The clock matters too. Fungicide at flag-leaf and heading, a burndown ahead of planting, an insecticide on aphids as they move in: these all live in short windows, and the pressure to get the acres covered is exactly when drift discipline slips on a lot of operations. It does not slip here. We would rather fly one field right than three fields fast.
Flown when the window opens
Flown low with the droplet set right, the load lands where you paid to put it. That is better coverage on your acres and less of your chemical drifting off to feed the ditch or the neighbor.
Most drift trouble is really a fence-line problem. Holding buffers and knowing what is planted next door keeps product off sensitive crops, organic ground, bees and water, and keeps you out of a fight you do not need.
We have flown this country since 1994. We know which draws hold an inversion, how the wind runs off a given slope and what sits over the property line, and that local read is what keeps a job clean.
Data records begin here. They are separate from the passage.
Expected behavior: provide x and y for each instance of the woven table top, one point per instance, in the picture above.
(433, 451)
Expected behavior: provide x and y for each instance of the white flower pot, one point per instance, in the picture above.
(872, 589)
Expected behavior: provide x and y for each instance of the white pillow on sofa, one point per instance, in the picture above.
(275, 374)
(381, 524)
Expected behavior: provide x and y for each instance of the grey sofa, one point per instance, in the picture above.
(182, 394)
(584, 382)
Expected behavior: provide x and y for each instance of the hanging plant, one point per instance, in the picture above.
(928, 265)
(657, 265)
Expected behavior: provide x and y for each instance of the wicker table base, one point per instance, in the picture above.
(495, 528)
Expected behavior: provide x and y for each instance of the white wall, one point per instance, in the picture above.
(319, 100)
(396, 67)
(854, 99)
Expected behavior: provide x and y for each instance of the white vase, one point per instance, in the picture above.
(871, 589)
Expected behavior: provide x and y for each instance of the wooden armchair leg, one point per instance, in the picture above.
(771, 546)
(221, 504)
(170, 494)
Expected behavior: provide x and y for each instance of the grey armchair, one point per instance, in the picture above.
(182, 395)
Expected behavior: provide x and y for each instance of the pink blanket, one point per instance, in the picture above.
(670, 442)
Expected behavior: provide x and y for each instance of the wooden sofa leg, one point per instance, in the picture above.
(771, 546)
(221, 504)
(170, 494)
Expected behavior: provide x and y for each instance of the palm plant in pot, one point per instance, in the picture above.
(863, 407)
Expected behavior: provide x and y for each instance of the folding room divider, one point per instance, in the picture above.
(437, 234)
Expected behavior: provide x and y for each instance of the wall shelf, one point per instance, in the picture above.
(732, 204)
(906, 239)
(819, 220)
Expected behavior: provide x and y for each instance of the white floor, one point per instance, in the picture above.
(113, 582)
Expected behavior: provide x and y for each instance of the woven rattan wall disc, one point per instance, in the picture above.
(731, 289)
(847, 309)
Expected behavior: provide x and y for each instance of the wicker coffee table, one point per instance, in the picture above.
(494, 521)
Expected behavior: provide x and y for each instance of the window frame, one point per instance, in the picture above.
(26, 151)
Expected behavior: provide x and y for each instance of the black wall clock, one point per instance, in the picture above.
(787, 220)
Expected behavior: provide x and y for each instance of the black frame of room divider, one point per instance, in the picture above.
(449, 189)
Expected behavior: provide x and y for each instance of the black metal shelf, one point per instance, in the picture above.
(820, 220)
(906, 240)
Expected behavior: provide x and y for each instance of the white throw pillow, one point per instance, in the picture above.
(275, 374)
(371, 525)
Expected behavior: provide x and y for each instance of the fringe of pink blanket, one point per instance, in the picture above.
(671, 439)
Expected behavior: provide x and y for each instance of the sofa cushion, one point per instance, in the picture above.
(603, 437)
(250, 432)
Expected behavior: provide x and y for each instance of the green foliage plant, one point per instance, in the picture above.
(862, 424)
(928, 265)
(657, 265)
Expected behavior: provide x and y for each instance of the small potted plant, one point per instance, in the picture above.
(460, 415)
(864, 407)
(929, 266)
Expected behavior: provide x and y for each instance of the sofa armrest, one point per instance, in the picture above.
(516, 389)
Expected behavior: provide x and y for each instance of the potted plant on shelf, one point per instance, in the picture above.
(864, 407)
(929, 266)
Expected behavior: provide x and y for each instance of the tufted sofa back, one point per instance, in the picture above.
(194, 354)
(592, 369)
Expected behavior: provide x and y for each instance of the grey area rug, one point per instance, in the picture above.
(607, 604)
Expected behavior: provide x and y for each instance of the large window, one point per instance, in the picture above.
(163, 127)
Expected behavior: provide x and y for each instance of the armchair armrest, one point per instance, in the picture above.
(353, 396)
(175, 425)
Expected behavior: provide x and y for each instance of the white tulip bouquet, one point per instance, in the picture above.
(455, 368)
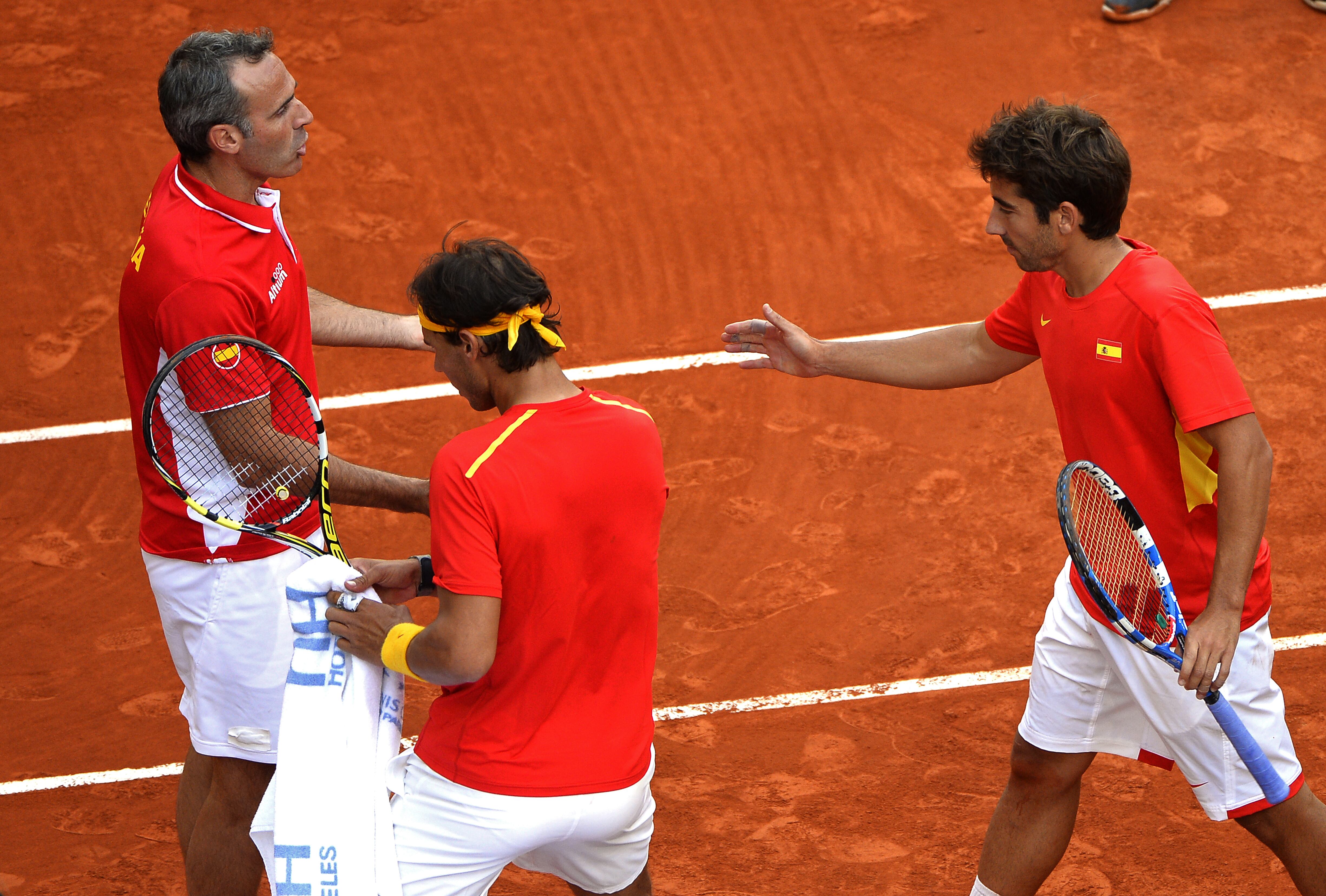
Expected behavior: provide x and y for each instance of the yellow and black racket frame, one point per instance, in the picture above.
(267, 531)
Every job is logged with the product, rate, date and conditions. That is stewardship you can point to and paperwork that holds up if anyone ever asks what went on your field.
Three things do most of it. We fly low, 6 to 10 feet off the deck, so the product has no distance to wander. We set the droplet size coarse enough that it falls out of the air instead of hanging. And we hold buffers around sensitive ground and only fly when the wind and the inversion are fit. If the air is wrong we wait or move to another field.
An inversion is when the air near the ground is cooler than the air above it, which usually happens on calm, clear mornings. It traps fine droplets in a layer that can drift a long way once it lifts and starts to move. Still air is not the same as safe air, so on those mornings we check conditions carefully and sometimes hold off an hour or fly a different field first.
Yes. Every job gets logged with the field, the product and rate, the date and the conditions we flew in. You get a clean record of exactly what went on your ground for your own books and for anyone who needs to see it.
We map that ground before we ever fly. Bee yards, organic acres, orchards and grapes, ditches and open water all get a buffer, and we pick the wind and conditions that keep product on target. Knowing what sits around a field ahead of time is how most drift problems get avoided before they start.